Here's a letter I got from a reader. Has anyone got some advice for this teacher?
Here's the situation: I have 2 8th grade classes. One is "high-functioning" and is, on the whole, problem-free. They come in, get to work, and generally allow me to get through a lesson without much in the way of disruption. The other group is "lower-functioning" and...well, anything with this group is a challenge. They just won't stop talking long enough for me to introduce anything, give instructions...even if I do have group work or something kinesthetic or SOMETHING "engaging" for them to do.
Since it's only the 3rd week of school, I figure I still have some time to salvage this class if I act quickly. And to pre-empt many reader suggestions: 1.) Yes, I've called homes, but only to introduce myself--the whole class is really the problem, except for maybe 3 or 4 very quiet kids; 2.) Yes, we had tons of time to practice rules and procedures, including a test; 3.) Yes, I've tried both carrots (extra credit points via a "listening" game) and sticks (extra writing assignments); 4.) Yes, I'm aware that most of my kids don't listen to spoken directions well, and I'm trying to make sure I have lots of visual cues for them to know that it's time to be quiet, like my body language, position in the room, facial expressions, etc.

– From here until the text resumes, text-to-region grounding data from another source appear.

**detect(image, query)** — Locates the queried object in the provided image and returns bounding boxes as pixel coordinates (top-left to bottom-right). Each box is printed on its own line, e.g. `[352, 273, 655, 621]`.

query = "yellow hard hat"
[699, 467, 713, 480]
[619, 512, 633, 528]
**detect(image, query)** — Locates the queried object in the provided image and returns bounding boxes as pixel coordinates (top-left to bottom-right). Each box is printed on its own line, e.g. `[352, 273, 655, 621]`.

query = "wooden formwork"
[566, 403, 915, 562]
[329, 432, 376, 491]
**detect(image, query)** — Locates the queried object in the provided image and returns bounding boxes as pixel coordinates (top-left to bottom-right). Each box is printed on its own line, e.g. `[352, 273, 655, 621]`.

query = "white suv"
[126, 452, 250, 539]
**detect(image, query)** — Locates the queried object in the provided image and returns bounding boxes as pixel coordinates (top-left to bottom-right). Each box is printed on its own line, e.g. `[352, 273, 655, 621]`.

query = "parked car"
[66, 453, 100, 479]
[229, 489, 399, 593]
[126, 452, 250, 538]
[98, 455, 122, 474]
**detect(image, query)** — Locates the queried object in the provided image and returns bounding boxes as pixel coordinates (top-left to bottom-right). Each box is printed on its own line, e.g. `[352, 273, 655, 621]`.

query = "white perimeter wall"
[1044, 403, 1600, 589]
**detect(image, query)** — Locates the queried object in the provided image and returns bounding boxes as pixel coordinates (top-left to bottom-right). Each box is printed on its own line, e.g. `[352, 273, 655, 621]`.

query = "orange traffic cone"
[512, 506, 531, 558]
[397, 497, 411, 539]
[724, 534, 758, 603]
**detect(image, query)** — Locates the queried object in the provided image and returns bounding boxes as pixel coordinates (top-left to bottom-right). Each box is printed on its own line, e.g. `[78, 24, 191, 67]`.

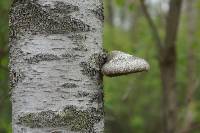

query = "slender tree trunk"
[140, 0, 182, 132]
[160, 0, 182, 133]
[9, 0, 104, 132]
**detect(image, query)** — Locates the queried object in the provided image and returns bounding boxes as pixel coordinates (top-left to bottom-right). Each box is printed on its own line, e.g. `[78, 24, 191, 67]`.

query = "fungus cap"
[102, 51, 150, 77]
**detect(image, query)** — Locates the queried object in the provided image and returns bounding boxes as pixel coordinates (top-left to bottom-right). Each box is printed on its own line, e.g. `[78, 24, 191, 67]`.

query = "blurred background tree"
[1, 0, 200, 133]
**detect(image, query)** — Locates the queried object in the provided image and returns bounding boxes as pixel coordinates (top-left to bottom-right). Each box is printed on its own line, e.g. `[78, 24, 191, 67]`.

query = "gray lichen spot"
[18, 106, 103, 132]
[89, 90, 103, 103]
[9, 47, 25, 64]
[51, 1, 79, 15]
[9, 1, 90, 39]
[75, 91, 90, 98]
[91, 5, 104, 22]
[25, 54, 60, 64]
[79, 51, 107, 79]
[73, 45, 88, 52]
[102, 51, 150, 77]
[68, 34, 88, 51]
[61, 83, 78, 88]
[10, 69, 25, 88]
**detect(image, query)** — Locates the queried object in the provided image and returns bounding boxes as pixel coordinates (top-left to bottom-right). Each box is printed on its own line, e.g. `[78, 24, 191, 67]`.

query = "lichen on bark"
[18, 106, 103, 132]
[9, 0, 90, 39]
[9, 69, 25, 88]
[10, 0, 104, 132]
[80, 51, 107, 80]
[91, 5, 104, 22]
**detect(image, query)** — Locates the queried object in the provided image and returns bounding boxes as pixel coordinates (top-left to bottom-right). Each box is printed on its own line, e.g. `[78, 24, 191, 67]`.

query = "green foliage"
[115, 0, 125, 6]
[0, 0, 11, 132]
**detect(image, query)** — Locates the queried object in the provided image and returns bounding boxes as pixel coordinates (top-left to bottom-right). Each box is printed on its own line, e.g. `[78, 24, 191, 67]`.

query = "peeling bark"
[9, 0, 104, 132]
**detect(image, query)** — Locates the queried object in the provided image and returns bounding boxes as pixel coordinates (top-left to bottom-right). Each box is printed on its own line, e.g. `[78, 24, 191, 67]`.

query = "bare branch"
[140, 0, 162, 51]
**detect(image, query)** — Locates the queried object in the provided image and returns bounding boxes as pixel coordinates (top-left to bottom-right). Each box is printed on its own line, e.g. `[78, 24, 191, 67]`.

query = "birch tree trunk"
[9, 0, 104, 132]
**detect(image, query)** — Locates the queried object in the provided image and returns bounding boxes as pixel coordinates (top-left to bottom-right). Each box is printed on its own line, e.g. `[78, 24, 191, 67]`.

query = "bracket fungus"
[102, 51, 150, 77]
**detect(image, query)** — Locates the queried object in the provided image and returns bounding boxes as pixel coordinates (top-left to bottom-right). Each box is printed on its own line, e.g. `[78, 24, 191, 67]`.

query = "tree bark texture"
[9, 0, 104, 132]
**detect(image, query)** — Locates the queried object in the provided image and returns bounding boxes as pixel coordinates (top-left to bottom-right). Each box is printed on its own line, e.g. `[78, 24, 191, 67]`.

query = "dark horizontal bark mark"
[61, 53, 84, 62]
[68, 34, 87, 44]
[75, 91, 90, 98]
[73, 45, 88, 52]
[61, 83, 78, 88]
[25, 54, 60, 64]
[9, 1, 91, 39]
[17, 106, 103, 132]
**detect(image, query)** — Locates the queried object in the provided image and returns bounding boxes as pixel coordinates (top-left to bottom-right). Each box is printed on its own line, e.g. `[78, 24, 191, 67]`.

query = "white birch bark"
[9, 0, 104, 132]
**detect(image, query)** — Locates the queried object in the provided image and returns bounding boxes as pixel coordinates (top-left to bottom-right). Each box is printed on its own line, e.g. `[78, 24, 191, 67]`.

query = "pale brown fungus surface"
[102, 51, 150, 77]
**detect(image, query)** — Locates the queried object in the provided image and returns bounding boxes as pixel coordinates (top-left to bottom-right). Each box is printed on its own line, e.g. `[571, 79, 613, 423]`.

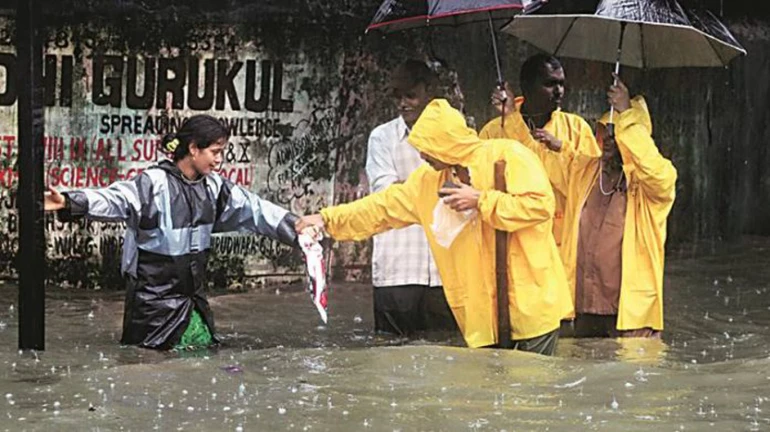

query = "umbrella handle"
[488, 13, 507, 128]
[608, 22, 627, 135]
[487, 13, 505, 87]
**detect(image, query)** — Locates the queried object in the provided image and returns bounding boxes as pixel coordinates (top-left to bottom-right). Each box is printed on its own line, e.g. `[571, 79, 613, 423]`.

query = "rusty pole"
[17, 0, 46, 350]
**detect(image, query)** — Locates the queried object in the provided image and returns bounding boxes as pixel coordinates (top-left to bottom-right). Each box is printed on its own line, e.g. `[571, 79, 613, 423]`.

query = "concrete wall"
[0, 1, 767, 287]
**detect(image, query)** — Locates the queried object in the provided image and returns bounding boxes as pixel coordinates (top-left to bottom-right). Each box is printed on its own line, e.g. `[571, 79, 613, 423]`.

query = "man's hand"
[439, 183, 481, 212]
[44, 186, 66, 211]
[490, 82, 515, 116]
[607, 73, 631, 114]
[295, 214, 325, 234]
[532, 128, 563, 152]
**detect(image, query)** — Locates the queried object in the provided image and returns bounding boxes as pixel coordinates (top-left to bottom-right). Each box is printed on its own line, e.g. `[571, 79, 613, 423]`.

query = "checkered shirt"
[365, 117, 442, 287]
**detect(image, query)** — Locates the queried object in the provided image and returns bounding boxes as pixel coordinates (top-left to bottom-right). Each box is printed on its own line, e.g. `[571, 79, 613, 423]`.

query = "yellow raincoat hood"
[599, 96, 652, 174]
[408, 99, 481, 166]
[599, 96, 652, 133]
[321, 99, 572, 347]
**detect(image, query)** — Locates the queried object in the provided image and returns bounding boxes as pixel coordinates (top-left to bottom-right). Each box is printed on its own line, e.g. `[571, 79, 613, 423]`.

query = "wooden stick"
[494, 160, 512, 348]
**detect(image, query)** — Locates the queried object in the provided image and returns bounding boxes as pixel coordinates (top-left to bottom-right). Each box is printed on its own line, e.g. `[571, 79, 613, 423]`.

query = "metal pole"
[17, 0, 46, 351]
[488, 13, 508, 128]
[607, 22, 626, 137]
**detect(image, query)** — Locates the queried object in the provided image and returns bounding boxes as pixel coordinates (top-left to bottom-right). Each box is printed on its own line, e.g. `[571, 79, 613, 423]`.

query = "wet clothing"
[520, 96, 676, 333]
[566, 314, 660, 339]
[479, 98, 598, 247]
[175, 309, 213, 350]
[575, 175, 627, 315]
[373, 285, 457, 336]
[321, 99, 572, 350]
[486, 328, 560, 355]
[366, 117, 448, 334]
[59, 160, 298, 349]
[366, 116, 442, 288]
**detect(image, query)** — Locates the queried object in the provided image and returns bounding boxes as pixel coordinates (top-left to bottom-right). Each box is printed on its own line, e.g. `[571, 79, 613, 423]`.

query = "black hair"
[519, 54, 563, 95]
[160, 114, 229, 162]
[389, 59, 438, 96]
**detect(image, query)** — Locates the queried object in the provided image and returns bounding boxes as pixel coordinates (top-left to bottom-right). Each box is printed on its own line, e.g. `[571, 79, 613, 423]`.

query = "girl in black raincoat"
[44, 115, 299, 350]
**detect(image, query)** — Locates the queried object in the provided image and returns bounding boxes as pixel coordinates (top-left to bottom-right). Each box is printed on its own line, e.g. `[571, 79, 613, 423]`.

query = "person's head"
[596, 122, 621, 168]
[519, 54, 565, 115]
[419, 152, 452, 171]
[160, 114, 228, 176]
[389, 59, 438, 127]
[408, 99, 481, 171]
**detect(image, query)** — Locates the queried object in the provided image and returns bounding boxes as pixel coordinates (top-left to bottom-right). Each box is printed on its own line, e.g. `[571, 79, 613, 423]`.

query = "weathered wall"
[0, 1, 767, 288]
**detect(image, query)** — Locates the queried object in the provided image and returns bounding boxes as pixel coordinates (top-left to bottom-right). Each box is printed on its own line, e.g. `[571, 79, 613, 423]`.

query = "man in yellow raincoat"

Most of the other teachers in my K-8 school are well acquainted with this bunch, and seem to have thrown up their hands and are just waiting for them to graduate. I feel, though, that since many of these kids are sitting for the SHST and, even if they're not, will require some greater measure of self-control in high school, it's my job to try to instill some self-control in them (as well as readin' and 'ritin).